As duas mortes de Miguel Rovisco
por Rui Gustavo
Foi premiado em 1987 como o melhor
dramaturgo português. Recusou o dinheiro, protestou de corda ao pescoço e
suicidou-se aos 27 anos. Morreu o homem e desapareceu a obra. E a memória?
O despertador
tocou à hora do costume, ainda antes das cinco da manhã, ele fez a cama
impecavelmente e saiu sozinho para o passeio habitual das madrugadas. Costumava
percorrer as ruas de Lisboa ainda desertas porque gostava de ver “a beleza do
fumo a evaporar”. Cinco horas depois, o telefone da casa das Amoreiras tocou e
a mãe atendeu. “É da casa de Nuno Miguel Rovisco Garcia Pedroso? É para dizer
que esse indivíduo se atirou à linha.”
Caía
assim o pano sobre a vida de Miguel Rovisco, o último grande prodígio da
dramaturgia portuguesa, considerado um génio por personalidades tão díspares
como Mário Viegas ou Filipe La Féria. Matou-se na estação de comboios de Belém,
a 3 de outubro de 1987. Tinha 27 anos, a idade mitificada do fim de vida de
artistas como Jimi Hendrix e Jim Morrison, antes dele, Amy Winehouse ou Kurt
Cobain depois. Quase nada resta dele, a obra é inacessível, a memória pública
perdeu-se, resta um saco de plástico cheio de folhas.
Sobre
os lençóis bem dobrados da cama feita deixou uma carta para a mãe em que
garantia partir “tranquilo”, um envelope 200 contos (mil euros) para o sobrinho
e afilhado bebé e um cartão escrito à mão para o ator e encenador Mário Viegas,
o amigo “imensíssimo”. No bolso, levava a carteira com a identificação
completa, a morada e o telefone de casa, um crucifixo e uma Bíblia que ficaria
destruída no embate com o comboio.
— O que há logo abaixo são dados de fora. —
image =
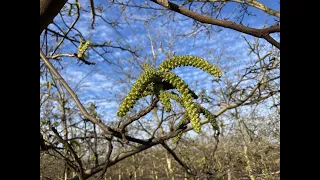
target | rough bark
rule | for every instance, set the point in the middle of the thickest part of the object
(48, 10)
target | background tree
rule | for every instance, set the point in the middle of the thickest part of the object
(92, 52)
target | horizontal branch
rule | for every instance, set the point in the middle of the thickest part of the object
(259, 33)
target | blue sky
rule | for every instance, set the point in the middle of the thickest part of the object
(100, 83)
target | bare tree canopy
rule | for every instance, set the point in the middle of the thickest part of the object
(159, 89)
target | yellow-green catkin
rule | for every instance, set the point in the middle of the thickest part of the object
(182, 121)
(137, 89)
(187, 60)
(165, 100)
(187, 98)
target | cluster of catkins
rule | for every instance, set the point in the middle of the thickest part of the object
(151, 82)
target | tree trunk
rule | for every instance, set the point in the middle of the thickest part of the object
(48, 10)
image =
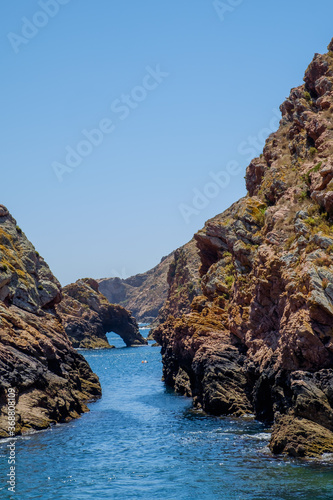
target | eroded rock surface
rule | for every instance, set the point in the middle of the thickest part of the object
(259, 339)
(52, 381)
(87, 316)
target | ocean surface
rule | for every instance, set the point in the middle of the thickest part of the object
(142, 441)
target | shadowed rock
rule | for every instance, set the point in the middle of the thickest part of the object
(87, 316)
(260, 337)
(52, 382)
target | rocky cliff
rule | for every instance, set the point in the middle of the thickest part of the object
(183, 280)
(151, 296)
(142, 294)
(87, 316)
(52, 382)
(260, 337)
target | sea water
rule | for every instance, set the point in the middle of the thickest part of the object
(143, 441)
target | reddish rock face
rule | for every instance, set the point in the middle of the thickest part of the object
(87, 316)
(260, 337)
(52, 382)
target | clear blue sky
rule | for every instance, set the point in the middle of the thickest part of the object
(118, 211)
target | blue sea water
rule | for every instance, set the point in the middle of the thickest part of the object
(142, 441)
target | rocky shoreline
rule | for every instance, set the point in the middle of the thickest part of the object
(259, 338)
(52, 381)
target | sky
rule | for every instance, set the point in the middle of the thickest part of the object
(126, 125)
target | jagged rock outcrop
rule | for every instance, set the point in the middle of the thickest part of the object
(183, 280)
(52, 381)
(143, 294)
(87, 316)
(260, 337)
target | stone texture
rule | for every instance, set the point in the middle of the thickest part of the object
(87, 316)
(147, 295)
(52, 381)
(259, 338)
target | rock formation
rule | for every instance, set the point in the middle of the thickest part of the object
(142, 294)
(260, 337)
(148, 295)
(52, 382)
(87, 316)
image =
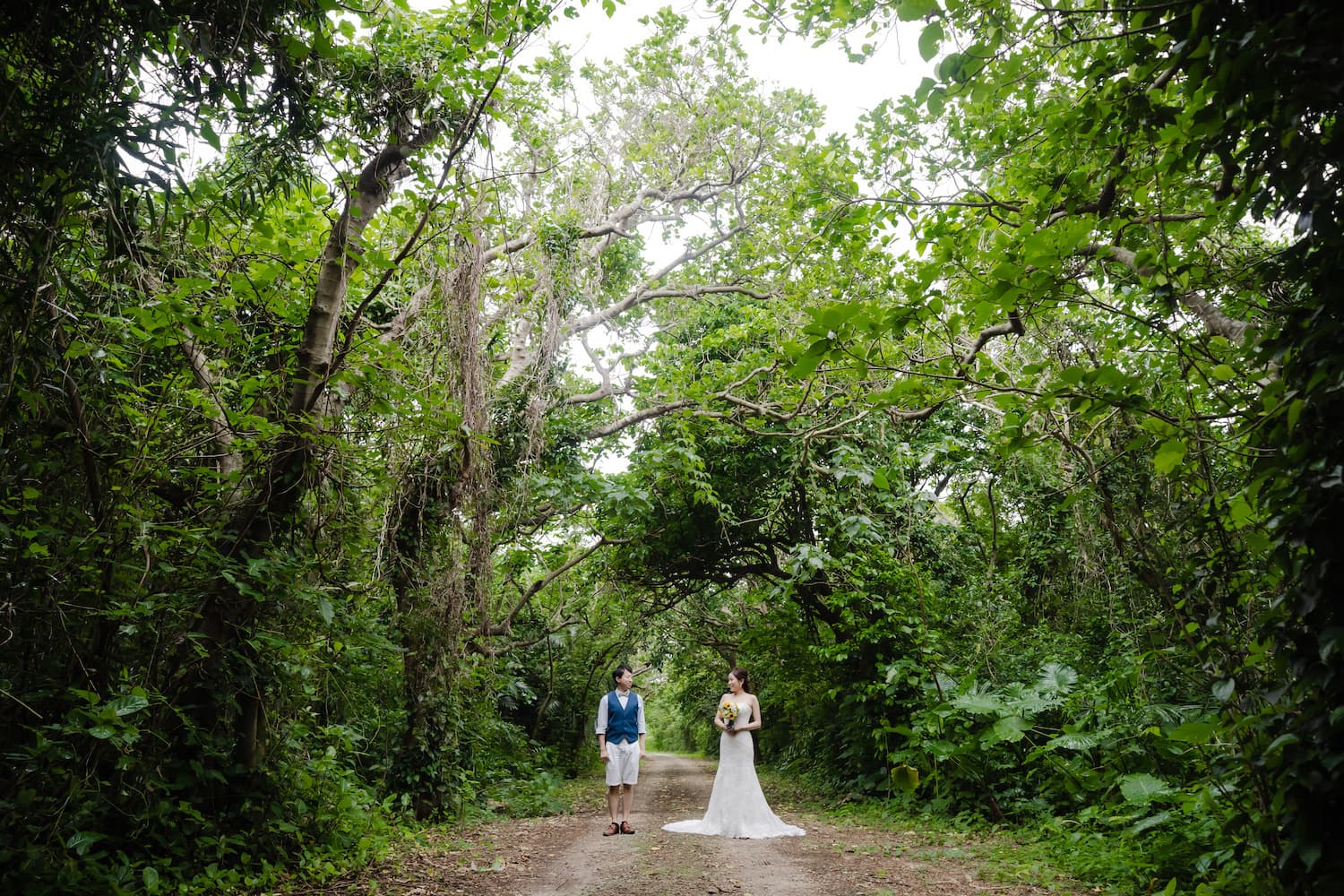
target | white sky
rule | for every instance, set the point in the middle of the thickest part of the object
(846, 89)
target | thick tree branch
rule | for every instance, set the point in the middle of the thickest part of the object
(1210, 314)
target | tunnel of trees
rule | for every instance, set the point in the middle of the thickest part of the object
(374, 379)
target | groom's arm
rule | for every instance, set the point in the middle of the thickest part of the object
(601, 729)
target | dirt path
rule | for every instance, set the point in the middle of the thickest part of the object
(569, 856)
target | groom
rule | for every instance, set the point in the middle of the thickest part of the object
(620, 739)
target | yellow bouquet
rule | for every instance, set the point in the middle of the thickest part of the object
(728, 711)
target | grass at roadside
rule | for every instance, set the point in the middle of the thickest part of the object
(1031, 853)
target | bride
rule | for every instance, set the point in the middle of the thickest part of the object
(737, 806)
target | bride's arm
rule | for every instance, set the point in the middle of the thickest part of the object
(755, 713)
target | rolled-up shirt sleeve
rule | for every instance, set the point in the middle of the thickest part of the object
(601, 716)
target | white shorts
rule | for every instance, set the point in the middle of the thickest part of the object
(624, 764)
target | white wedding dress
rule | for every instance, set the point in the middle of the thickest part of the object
(737, 806)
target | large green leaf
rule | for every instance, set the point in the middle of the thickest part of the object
(1142, 788)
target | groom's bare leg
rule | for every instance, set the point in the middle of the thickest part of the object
(629, 802)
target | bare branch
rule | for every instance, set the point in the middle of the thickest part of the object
(228, 461)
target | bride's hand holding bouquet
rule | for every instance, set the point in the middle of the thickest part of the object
(728, 711)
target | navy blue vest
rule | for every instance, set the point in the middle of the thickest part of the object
(623, 726)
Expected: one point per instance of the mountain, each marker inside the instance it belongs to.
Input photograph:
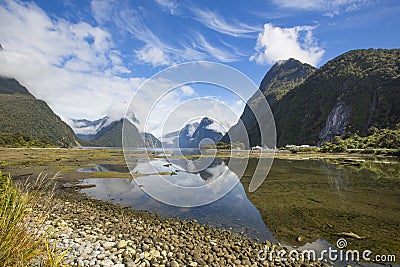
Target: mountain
(151, 141)
(207, 129)
(85, 128)
(349, 94)
(22, 113)
(192, 134)
(283, 77)
(111, 135)
(185, 136)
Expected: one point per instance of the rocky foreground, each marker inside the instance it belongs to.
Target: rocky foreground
(96, 233)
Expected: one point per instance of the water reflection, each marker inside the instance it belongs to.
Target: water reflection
(233, 211)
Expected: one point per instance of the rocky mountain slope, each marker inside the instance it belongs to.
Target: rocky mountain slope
(22, 113)
(111, 135)
(349, 94)
(279, 80)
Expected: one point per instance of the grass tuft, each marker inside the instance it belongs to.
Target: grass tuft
(22, 239)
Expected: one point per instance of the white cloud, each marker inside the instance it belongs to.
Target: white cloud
(72, 66)
(216, 52)
(170, 5)
(152, 55)
(157, 52)
(217, 23)
(276, 43)
(329, 6)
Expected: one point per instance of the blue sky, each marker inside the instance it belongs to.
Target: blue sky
(87, 58)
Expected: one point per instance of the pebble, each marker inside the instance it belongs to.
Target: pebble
(139, 238)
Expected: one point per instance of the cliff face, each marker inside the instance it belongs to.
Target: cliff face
(283, 77)
(349, 94)
(22, 113)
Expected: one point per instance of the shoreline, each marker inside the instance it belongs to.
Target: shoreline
(22, 163)
(99, 233)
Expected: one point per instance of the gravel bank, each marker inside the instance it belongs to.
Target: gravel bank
(101, 234)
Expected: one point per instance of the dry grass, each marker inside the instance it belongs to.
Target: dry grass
(22, 239)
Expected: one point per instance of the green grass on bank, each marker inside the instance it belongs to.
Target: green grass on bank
(378, 140)
(21, 243)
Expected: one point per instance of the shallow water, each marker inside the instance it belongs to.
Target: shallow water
(310, 198)
(233, 211)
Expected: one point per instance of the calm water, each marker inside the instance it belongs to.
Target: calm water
(367, 190)
(233, 211)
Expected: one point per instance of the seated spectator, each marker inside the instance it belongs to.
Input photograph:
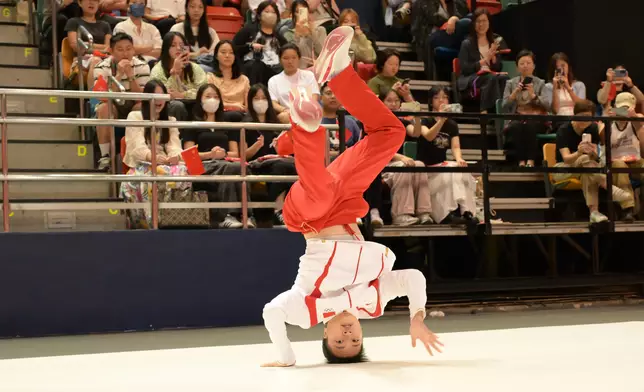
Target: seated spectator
(303, 35)
(626, 140)
(165, 13)
(573, 150)
(201, 37)
(617, 84)
(280, 84)
(260, 148)
(521, 142)
(139, 155)
(438, 23)
(362, 47)
(180, 76)
(481, 62)
(453, 195)
(232, 84)
(65, 10)
(258, 44)
(564, 91)
(388, 65)
(410, 194)
(100, 31)
(330, 107)
(216, 147)
(147, 40)
(324, 13)
(133, 74)
(524, 88)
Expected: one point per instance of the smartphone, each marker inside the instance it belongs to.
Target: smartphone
(621, 73)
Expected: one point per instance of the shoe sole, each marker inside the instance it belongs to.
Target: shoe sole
(334, 41)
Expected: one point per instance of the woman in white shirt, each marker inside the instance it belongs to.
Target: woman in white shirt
(138, 155)
(564, 91)
(201, 37)
(292, 76)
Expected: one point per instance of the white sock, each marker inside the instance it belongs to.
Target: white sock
(105, 149)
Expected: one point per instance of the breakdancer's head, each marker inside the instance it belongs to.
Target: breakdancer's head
(342, 341)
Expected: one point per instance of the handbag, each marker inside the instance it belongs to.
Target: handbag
(184, 217)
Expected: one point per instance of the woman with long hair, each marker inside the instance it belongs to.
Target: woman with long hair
(261, 153)
(481, 63)
(201, 37)
(180, 76)
(564, 90)
(215, 148)
(138, 155)
(258, 44)
(233, 85)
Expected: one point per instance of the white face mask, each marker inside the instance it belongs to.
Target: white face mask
(260, 106)
(210, 105)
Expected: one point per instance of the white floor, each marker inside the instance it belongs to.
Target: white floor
(604, 357)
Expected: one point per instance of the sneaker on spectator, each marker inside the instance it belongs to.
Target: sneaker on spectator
(105, 163)
(425, 219)
(376, 220)
(334, 57)
(230, 222)
(405, 220)
(597, 217)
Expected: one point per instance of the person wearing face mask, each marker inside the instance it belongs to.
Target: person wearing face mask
(147, 40)
(232, 84)
(215, 148)
(263, 158)
(258, 44)
(139, 155)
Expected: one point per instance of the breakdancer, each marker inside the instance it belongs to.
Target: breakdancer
(341, 277)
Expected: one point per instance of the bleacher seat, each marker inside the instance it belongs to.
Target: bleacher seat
(225, 20)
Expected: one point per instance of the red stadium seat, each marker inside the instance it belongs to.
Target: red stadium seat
(225, 20)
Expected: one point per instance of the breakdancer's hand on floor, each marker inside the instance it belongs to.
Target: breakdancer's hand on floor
(419, 331)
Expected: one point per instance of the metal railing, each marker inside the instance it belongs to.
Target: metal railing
(244, 178)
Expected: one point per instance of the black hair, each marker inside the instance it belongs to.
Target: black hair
(262, 6)
(526, 53)
(553, 66)
(150, 88)
(236, 68)
(290, 46)
(203, 36)
(433, 92)
(303, 3)
(477, 14)
(333, 359)
(166, 60)
(384, 56)
(271, 115)
(118, 37)
(197, 110)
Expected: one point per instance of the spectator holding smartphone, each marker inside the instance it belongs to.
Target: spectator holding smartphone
(564, 91)
(617, 81)
(524, 88)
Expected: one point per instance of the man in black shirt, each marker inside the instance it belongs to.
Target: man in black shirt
(577, 147)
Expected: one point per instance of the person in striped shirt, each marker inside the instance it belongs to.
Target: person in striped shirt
(132, 73)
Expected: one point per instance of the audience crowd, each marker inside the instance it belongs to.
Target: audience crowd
(160, 46)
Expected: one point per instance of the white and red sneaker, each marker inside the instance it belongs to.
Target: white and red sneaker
(305, 111)
(334, 57)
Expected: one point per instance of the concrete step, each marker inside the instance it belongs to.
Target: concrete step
(20, 104)
(8, 13)
(16, 33)
(18, 54)
(50, 155)
(25, 77)
(39, 132)
(61, 221)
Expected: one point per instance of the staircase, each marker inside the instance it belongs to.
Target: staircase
(37, 149)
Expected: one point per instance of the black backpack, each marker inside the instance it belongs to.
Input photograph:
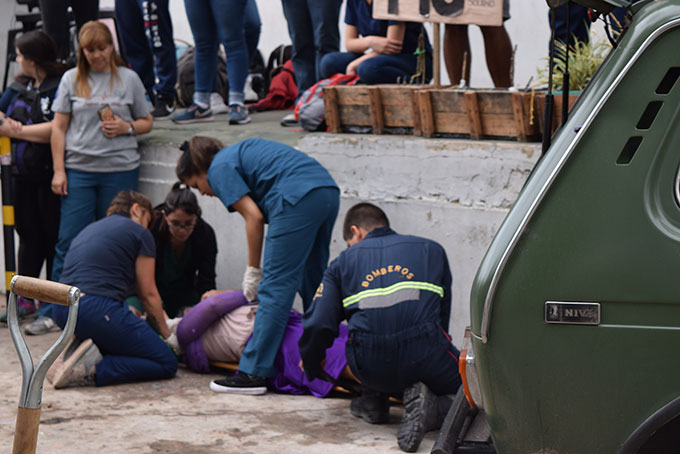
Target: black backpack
(277, 58)
(32, 106)
(185, 77)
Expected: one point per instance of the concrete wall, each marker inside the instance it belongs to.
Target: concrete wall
(453, 191)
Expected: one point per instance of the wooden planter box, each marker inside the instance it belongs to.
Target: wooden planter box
(557, 109)
(429, 111)
(478, 113)
(378, 107)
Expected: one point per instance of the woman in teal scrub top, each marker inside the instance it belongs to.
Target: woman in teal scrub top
(268, 183)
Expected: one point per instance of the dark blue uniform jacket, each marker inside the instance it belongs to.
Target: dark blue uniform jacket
(384, 285)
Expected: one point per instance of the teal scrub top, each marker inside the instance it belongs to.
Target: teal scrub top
(269, 172)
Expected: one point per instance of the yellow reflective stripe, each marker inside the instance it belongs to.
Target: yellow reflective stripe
(8, 215)
(391, 289)
(5, 146)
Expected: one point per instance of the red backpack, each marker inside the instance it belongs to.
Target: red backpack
(309, 110)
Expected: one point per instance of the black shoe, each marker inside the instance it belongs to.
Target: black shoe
(372, 406)
(163, 107)
(241, 383)
(422, 415)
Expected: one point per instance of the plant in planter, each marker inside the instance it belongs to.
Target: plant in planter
(584, 59)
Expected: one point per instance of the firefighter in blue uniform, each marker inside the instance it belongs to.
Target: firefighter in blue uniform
(395, 292)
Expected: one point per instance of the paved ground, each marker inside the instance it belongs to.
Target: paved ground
(183, 416)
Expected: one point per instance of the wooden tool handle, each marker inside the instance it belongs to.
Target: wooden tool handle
(51, 292)
(26, 430)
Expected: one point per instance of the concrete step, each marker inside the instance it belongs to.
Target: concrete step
(454, 191)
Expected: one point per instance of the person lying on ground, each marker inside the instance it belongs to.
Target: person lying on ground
(219, 327)
(378, 51)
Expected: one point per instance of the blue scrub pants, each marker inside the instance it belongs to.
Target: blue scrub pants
(132, 351)
(146, 34)
(389, 363)
(89, 196)
(295, 258)
(313, 29)
(384, 69)
(234, 23)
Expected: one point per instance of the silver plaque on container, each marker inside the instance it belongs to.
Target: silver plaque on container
(572, 313)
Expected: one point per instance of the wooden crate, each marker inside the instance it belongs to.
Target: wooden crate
(378, 107)
(478, 113)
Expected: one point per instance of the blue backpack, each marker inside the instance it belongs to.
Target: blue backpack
(32, 106)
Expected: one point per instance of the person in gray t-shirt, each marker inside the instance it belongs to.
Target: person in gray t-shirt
(100, 107)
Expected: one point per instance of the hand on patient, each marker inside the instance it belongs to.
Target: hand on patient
(251, 280)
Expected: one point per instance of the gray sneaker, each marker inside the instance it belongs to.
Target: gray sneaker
(421, 415)
(77, 366)
(238, 115)
(41, 325)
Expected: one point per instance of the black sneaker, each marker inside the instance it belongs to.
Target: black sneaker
(372, 406)
(163, 107)
(422, 415)
(241, 383)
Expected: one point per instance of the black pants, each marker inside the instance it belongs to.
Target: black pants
(390, 363)
(55, 21)
(36, 217)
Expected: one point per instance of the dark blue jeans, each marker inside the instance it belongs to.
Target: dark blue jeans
(390, 363)
(145, 30)
(132, 351)
(89, 196)
(384, 69)
(313, 29)
(215, 21)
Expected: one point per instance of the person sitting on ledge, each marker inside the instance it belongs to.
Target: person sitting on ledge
(393, 48)
(112, 345)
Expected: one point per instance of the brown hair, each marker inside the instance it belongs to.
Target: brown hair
(40, 48)
(364, 215)
(94, 34)
(197, 155)
(123, 201)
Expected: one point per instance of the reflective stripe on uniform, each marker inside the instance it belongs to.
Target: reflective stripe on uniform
(388, 296)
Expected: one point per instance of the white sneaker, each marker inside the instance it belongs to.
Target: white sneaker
(78, 367)
(217, 104)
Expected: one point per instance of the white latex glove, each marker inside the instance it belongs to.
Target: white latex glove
(172, 341)
(251, 279)
(172, 324)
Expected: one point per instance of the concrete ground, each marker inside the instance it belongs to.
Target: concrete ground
(182, 416)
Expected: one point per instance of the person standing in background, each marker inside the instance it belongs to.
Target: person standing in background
(212, 22)
(146, 34)
(497, 46)
(313, 29)
(56, 24)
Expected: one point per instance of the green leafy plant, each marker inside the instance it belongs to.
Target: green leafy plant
(584, 59)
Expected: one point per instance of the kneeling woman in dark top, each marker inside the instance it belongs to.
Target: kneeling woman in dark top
(185, 251)
(111, 345)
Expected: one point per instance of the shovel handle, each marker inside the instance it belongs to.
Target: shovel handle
(51, 292)
(26, 431)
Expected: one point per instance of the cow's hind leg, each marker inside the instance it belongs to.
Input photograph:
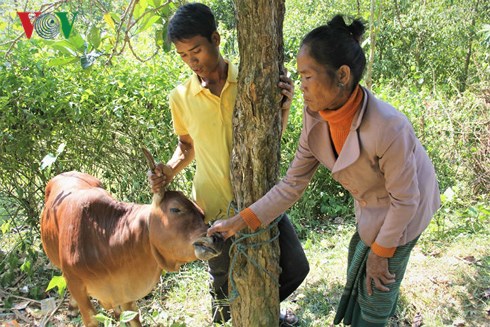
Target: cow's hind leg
(79, 293)
(131, 306)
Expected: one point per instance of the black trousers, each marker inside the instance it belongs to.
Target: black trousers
(292, 260)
Este final sangrento não surpreendeu a
família nem os poucos amigos do dramaturgo que tinha planeado matar-se antes
dos 30 anos “num sábado chuvoso”. “Queria ser ele a decidir quando e como
morreria”, explica a irmã, Graça Pedroso, na sala com vista para o Tejo junto
ao Jardim da Estrela. “Conseguiu.”
O
primeiro ato tinha sido encenado sete meses antes, em março de 1987, no foyer
do Teatro Nacional Dona Maria II, em Lisboa. Miguel Rovisco, então um jovem
completamente desconhecido, ganhou o Prémio Garrett para a melhor peça original
de 1986, com “Trilogia Portuguesa”, que tinha escrito fechado no quarto de
casa. O prémio foi atribuído por unanimidade por um júri nomeado pela
Secretaria de Estado da Cultura. “Julgo que foi a primeira vez que isso
aconteceu”, recorda Maria Manuel Pinto Barbosa, então chefe da divisão de
teatro da SEC e a quem “Trilogia Portuguesa” seria dedicada quando foi editada
em livro. “As pessoas concorriam anonimamente e quando fomos ver quem era o
verdadeiro autor da peça ficámos a olhar uns para os outros. Quem é este Miguel
Rovisco?” Duarte Barroso, alto funcionário da Secretaria de Estado, telefonou
ao premiado, que foi chamado ao gabinete de Maria Manuel. “Lembro-me do ar de
rapaz bem comportado, magro, de fato e gravata e muito educado. Não parecia
nada surpreendido por ter ganhado. Tinha uma grande autoestima, quase
arrogante. Disse que ia escrever mais umas peças e que depois se matava. Claro
que não lhe liguei nenhuma. Falámos mais de uma hora e meia e ele disse que as
mulheres é que costumavam confessar-se, mas que naquele caso tinha sido ele.”
O DIA DOS
SORRISOS AMARELOS
No
dia da entrega dos Prémios Garrett, os mais importantes do mundo teatral
português, que consagraram, por exemplo, Eunice Muñoz como a melhor atriz
daquele ano e Amélia Rey Colaço com o prémio carreira, Miguel Rovisco apareceu
todo vestido de preto, descalço e com uma corda com um nó de enforcado à volta
do pescoço. “Foi um choque”, lembra o encenador Norberto Barroca. “Imagine o
ambiente solene e institucional, de Teatro Nacional, com governantes e grandes
atores, era só sorrisos amarelos.” Recebeu o troféu das mãos da secretária de
Estado da Cultura, Teresa Patrício Gouveia, beijou-lhe a mão solenemente e
começou a discursar. “Nem só de snobismo e patine vive o teatro português”,
proclamou o premiado perante o espanto geral. Aceitava o troféu, que ainda está
guardado na casa de Graça Pedroso, mas recusava-se a receber os 300 contos
(1500 euros) do prémio.
Na
altura, era escriturário da Câmara de Lisboa e ganhava menos de 50 contos por
mês. “A minha mãe estava presente e ficou danada. ‘Que horror. Fazer-me isto,
quando sabe que sofro do coração’”, recorda a irmã. “Eu achei a maior graça.”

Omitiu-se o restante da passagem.